The following class uses an out T generic parameter:

class Foo<out T> {
  fun bar(f: () -> T): T {
    return f()
  }
}

This does not compile: "Type parameter T is declared as 'out' but occurs in 'in' position in type () -> T"

I don't understand why f: () -> T is not legal since it appears in an out position as a result. Can someone please explain an give an example where allowing this would break variance semantics?

The following class uses an out T generic parameter:

class Foo<out T> {
  fun bar(f: () -> T): T {
    return f()
  }
}

This does not compile: "Type parameter T is declared as 'out' but occurs in 'in' position in type () -> T"

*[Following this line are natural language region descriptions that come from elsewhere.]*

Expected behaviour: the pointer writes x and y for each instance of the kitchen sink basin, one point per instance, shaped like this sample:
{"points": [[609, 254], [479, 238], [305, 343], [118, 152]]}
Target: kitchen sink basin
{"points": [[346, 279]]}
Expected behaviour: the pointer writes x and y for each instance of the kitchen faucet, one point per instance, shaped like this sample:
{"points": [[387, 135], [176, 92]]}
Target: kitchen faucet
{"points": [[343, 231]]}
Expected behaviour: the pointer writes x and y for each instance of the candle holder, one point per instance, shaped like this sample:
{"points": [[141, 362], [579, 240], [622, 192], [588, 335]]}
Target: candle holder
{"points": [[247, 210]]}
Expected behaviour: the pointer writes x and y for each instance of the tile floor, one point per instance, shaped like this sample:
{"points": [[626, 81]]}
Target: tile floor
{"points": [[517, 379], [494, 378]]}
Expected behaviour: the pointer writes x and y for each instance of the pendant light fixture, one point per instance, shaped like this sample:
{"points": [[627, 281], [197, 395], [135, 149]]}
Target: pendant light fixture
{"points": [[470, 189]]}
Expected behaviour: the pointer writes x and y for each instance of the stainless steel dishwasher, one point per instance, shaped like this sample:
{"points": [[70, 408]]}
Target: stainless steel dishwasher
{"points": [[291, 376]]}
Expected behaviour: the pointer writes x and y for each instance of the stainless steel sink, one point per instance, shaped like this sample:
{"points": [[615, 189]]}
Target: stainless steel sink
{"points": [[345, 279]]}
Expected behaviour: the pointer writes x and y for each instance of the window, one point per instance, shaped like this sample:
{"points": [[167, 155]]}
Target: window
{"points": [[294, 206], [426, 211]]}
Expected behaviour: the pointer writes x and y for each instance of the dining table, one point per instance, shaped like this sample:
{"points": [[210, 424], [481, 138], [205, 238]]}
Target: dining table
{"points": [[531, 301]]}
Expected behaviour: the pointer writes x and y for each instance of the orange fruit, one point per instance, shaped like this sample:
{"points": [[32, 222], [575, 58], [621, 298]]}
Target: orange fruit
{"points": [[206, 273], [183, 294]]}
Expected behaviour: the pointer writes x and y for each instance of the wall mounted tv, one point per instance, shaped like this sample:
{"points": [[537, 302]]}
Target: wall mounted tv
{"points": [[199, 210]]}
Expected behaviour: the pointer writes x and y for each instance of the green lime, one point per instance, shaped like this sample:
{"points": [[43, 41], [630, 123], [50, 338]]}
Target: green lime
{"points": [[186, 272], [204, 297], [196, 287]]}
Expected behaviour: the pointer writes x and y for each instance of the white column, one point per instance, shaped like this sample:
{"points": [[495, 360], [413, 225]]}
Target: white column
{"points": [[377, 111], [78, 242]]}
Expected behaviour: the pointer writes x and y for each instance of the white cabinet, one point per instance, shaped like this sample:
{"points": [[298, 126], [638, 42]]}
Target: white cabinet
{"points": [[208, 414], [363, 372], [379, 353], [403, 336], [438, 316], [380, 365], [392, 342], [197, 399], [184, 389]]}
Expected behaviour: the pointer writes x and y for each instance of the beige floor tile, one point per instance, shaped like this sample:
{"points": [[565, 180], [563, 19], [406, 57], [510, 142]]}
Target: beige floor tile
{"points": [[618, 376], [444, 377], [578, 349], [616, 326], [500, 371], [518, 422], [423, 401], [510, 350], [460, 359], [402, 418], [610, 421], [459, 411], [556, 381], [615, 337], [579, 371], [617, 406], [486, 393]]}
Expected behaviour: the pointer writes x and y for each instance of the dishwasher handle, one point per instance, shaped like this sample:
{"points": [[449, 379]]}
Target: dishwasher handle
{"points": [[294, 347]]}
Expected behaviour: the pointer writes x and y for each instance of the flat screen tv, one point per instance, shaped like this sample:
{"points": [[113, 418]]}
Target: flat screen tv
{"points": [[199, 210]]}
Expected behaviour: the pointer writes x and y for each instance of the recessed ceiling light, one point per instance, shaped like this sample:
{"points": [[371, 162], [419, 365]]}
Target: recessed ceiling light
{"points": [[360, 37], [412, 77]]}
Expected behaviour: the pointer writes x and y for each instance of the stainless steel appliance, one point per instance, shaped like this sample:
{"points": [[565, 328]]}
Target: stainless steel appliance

I don't understand why f: () -> T is not legal since it appears in an out position as a result. Can someone please explain an give an example where allowing this would break variance semantics?

• kotlin

3 Answers 3

In terms of "input position vs output position", fun bar(f: () -> T) is really no different from fun bar(f: T). In both cases, bar is taking a T as input. It's just that in the former case, the input is wrapped in a function, and bar can call it as many times as it wants.

In other words, if fun bar(f: () -> T) is allowed, then effectively fun bar(f: T) is also allowed, because the implementation of bar can just call f(), and do whatever a fun bar(f: T) would have done with f.

Kotlin's documentation on this is rather bad, so I will adapt the rules from the C# spec to explain the general rules. We say that an input-unsafe type cannot be used as a function parameter type, and an output-unsafe type cannot be used as a return type.

A type T is output-unsafe if one of the following holds:

• T is a contravariant (in) type parameter.
• T is a generic type S<A1, A2, ... An> where for at least one of the type parameters Ai, one of the following holds:
  • Ai is output-unsafe and the declaration site variance of the corresponding type parameter is covariant or invariant
  • Ai is input-unsafe and the declaration site variance of the corresponding type parameter is contravariant or invariant

A type T is input-unsafe if one of the following holds:

• T is a covariant (out) type parameter.
• T is a generic type S<A1, A2, ... An> where for at least one of the type parameters Ai, one of the following holds:
  • Ai is input-unsafe and the declaration site variance of the corresponding type parameter is covariant or invariant
  • Ai is output-unsafe and the declaration site variance of the corresponding type parameter is contravariant or invariant

Function types have contravariant parameters and covariant return types. We can easily show that () -> T (aka Function0<T>) in your code is input-unsafe. First, T is input-unsafe because it is covariant. Then we can conclude that () -> T is input-unsafe because T is an input-unsafe type and the type parameter of Function0 is covariant.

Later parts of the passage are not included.